Achieving optimal statistical performance while ensuring the privacy of personal data is a challenging yet crucial objective in modern data analysis. However, characterizing the optimality, particularly the minimax lower bound, under privacy constraints is technically difficult. To address this issue, we propose a novel approach called the score attack, which provides a lower bound on the differential-privacy-constrained minimax risk of parameter estimation. The score attack method is based on the tracing attack concept in differential privacy and can be applied to any statistical model with a well-defined score statistic. It can optimally lower bound the minimax risk of estimating unknown model parameters, up to a logarithmic factor, while ensuring differential privacy for a range of statistical problems. We demonstrate the effectiveness and optimality of this general method in various examples, such as the generalized linear model in both classical and high-dimensional sparse settings, the Bradley-Terry-Luce model for pairwise comparisons, and nonparametric regression over the Sobolev class.

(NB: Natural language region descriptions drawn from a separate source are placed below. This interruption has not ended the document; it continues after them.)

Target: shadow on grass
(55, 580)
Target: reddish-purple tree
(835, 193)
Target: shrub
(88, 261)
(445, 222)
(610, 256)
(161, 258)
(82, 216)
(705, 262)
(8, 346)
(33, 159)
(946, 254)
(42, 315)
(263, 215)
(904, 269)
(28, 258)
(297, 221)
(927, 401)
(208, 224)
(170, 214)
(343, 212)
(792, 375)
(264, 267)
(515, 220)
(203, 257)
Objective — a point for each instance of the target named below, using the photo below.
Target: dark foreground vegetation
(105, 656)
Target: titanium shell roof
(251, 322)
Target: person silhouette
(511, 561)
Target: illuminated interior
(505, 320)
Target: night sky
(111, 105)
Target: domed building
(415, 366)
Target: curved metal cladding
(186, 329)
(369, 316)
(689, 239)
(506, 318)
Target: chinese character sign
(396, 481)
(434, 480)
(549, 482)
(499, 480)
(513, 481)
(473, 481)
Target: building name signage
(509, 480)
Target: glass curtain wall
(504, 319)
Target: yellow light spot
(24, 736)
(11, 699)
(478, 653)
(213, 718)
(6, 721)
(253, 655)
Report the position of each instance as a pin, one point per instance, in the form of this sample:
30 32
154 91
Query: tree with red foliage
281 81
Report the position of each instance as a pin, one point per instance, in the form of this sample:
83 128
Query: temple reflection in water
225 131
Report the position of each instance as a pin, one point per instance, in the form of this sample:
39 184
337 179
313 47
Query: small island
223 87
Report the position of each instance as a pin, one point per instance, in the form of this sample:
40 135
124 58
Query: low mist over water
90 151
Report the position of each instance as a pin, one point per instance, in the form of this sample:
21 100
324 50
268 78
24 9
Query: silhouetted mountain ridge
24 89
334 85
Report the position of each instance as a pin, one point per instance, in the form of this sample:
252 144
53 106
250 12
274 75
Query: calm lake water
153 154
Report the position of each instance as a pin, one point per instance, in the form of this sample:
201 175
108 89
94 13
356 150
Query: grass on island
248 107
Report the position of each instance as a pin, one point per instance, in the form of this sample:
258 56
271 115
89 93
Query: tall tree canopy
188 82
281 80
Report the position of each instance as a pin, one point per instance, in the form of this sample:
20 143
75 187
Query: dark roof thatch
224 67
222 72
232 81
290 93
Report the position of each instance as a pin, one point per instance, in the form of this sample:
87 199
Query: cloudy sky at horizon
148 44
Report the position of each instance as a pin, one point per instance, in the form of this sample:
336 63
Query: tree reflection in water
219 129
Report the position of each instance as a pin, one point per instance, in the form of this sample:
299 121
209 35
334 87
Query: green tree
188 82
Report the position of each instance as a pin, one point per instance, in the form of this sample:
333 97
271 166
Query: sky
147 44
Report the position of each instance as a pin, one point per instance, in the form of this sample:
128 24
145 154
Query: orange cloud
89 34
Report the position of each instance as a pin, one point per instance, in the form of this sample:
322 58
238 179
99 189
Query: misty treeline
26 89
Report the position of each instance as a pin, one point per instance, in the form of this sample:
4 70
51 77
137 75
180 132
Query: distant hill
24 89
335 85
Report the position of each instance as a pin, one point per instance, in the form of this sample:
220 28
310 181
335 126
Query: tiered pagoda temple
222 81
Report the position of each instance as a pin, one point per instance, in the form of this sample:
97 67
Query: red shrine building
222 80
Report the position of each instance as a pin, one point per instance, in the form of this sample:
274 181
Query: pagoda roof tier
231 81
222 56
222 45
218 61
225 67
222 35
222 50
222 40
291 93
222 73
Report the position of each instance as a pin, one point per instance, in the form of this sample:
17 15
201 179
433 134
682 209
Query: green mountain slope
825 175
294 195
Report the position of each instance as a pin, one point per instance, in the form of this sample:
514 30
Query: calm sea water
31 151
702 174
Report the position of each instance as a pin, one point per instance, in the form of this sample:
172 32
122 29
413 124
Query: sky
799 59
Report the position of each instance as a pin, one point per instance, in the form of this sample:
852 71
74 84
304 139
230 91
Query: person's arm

翻译：在实现个人数据隐私保护的同时达到最优统计性能，是现代数据分析中一项富有挑战性且至关重要的目标。然而，在隐私约束下刻画最优性，特别是极小化极大下界，在技术上存在困难。为解决这一问题，我们提出了一种称为“分数攻击”的新方法，该方法为参数估计在差分隐私约束下的极小化极大风险提供了下界。分数攻击方法基于差分隐私中的追踪攻击概念，可应用于任何具有明确定义分数统计量的统计模型。该方法能够以对数因子为代价，在确保差分隐私的前提下，为一系列统计问题最优地给出未知模型参数估计的极小化极大风险下界。我们通过多个实例展示了该通用方法的有效性和最优性，包括经典设置和高维稀疏设置下的广义线性模型、用于成对比较的布拉德利-特里-卢斯模型，以及索博列夫函数类上的非参数回归。